Отец перекрестил сына, и они расстались.

Михайла был очень доволен – в хорошее жилье можно и Никиту с другими писцами пригласить, да хоть бы на Масленицу, на блины. Ненила их отменно печет, знает тайную ухватку, чтобы получались одни – тонки и дырчаты, другие – потолще и попышнее. Будут и блины с припеком, и маленькие яичные блинцы, и к ним – все, чего душа пожелает.

А потом – свадьба…

Чего еще желать молодцу? Марья выберет красавицу-невесту, в приказе он на хорошем счету, Ненила так накормит – просто душа в рай воспарит, потом детки пойдут – так какого же еще рожна? Иного для себя счастья Михайла не представлял.

Вечером, прибыв в свое новое жилище, Деревнин узнал: казан на поварню доставлен, и об этом можно догадаться, еще только въезжая в ворота, – запах пережаренного бараньего сала так и шибал в нос.
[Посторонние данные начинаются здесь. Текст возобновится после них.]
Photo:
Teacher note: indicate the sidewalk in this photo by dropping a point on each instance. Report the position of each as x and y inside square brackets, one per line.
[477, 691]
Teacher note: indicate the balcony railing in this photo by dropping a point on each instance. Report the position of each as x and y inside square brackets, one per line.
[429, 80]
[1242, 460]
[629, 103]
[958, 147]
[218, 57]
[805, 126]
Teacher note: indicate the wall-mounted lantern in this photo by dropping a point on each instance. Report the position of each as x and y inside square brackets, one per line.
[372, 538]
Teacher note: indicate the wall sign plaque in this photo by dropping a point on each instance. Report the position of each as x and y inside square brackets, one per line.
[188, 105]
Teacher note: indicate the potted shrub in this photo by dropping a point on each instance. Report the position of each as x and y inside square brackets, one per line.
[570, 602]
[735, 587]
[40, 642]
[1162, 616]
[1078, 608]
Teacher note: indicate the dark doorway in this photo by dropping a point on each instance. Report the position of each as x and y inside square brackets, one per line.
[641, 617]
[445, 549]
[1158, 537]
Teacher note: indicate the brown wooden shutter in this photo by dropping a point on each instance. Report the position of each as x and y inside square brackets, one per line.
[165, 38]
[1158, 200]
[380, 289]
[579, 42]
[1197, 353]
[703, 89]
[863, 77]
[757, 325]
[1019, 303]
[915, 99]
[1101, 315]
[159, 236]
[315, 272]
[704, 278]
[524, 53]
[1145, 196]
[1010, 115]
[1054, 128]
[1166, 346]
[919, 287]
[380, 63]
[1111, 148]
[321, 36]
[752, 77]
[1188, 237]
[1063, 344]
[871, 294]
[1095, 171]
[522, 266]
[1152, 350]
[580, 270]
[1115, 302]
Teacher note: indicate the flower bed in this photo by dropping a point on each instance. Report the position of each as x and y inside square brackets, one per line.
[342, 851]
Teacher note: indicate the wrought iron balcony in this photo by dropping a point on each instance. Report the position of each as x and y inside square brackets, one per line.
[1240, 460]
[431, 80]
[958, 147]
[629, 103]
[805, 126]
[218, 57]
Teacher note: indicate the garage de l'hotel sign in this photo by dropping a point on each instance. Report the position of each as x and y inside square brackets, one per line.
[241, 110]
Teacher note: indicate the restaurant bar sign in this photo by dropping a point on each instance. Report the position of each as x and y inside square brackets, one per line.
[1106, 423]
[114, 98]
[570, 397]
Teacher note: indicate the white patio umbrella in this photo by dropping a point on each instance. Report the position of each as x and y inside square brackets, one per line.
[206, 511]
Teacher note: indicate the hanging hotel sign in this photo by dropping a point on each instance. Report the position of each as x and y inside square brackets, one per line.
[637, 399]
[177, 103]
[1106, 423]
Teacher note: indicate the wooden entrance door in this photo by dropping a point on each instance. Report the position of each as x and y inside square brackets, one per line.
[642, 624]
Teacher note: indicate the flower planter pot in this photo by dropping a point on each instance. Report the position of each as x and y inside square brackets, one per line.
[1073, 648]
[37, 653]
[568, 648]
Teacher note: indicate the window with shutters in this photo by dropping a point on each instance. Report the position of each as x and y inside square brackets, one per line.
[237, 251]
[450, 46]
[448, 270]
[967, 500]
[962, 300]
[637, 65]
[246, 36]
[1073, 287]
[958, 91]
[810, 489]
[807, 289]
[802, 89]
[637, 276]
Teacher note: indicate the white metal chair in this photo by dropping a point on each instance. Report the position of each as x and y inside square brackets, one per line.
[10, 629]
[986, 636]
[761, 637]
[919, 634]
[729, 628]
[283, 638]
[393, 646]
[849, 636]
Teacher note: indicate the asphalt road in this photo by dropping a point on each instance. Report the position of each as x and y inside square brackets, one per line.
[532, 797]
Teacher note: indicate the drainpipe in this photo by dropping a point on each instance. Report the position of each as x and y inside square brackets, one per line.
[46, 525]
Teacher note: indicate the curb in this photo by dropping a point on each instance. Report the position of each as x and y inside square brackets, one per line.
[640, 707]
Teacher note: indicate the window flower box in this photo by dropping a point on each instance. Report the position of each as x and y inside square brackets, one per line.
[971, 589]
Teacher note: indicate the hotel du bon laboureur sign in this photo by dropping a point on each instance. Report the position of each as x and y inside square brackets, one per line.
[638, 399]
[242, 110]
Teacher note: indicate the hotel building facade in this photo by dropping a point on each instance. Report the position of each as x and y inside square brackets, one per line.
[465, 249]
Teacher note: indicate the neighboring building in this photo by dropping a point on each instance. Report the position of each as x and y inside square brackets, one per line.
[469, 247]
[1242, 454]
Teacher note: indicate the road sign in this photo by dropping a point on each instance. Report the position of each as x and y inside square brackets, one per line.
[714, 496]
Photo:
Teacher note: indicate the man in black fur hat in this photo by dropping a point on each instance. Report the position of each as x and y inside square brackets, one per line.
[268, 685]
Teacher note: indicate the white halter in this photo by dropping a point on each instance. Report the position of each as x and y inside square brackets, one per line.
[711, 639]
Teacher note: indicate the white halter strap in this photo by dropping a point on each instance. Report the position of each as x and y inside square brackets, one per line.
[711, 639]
– Вот, батька наш, отведай, – сказала Ненила, указывая на плошку с пряжеными тестяными подушечками, каждая величиной с детскую ладошку. – Татарка понаделала их чуть ли не ведро и все утащила в терем. А вот что дивно – всю жизнь пряженцы пеку, а таких пышных не получалось. Зульфия говорит – для того потребен бараний раскаленный жир, тогда корочка сразу схватывается тонюсенькая, а под ней – прямо тебе лебяжий пух. Называется… ба-ур-саки, вот как называется!

Деревнин съел одну подушечку – и точно, как пух.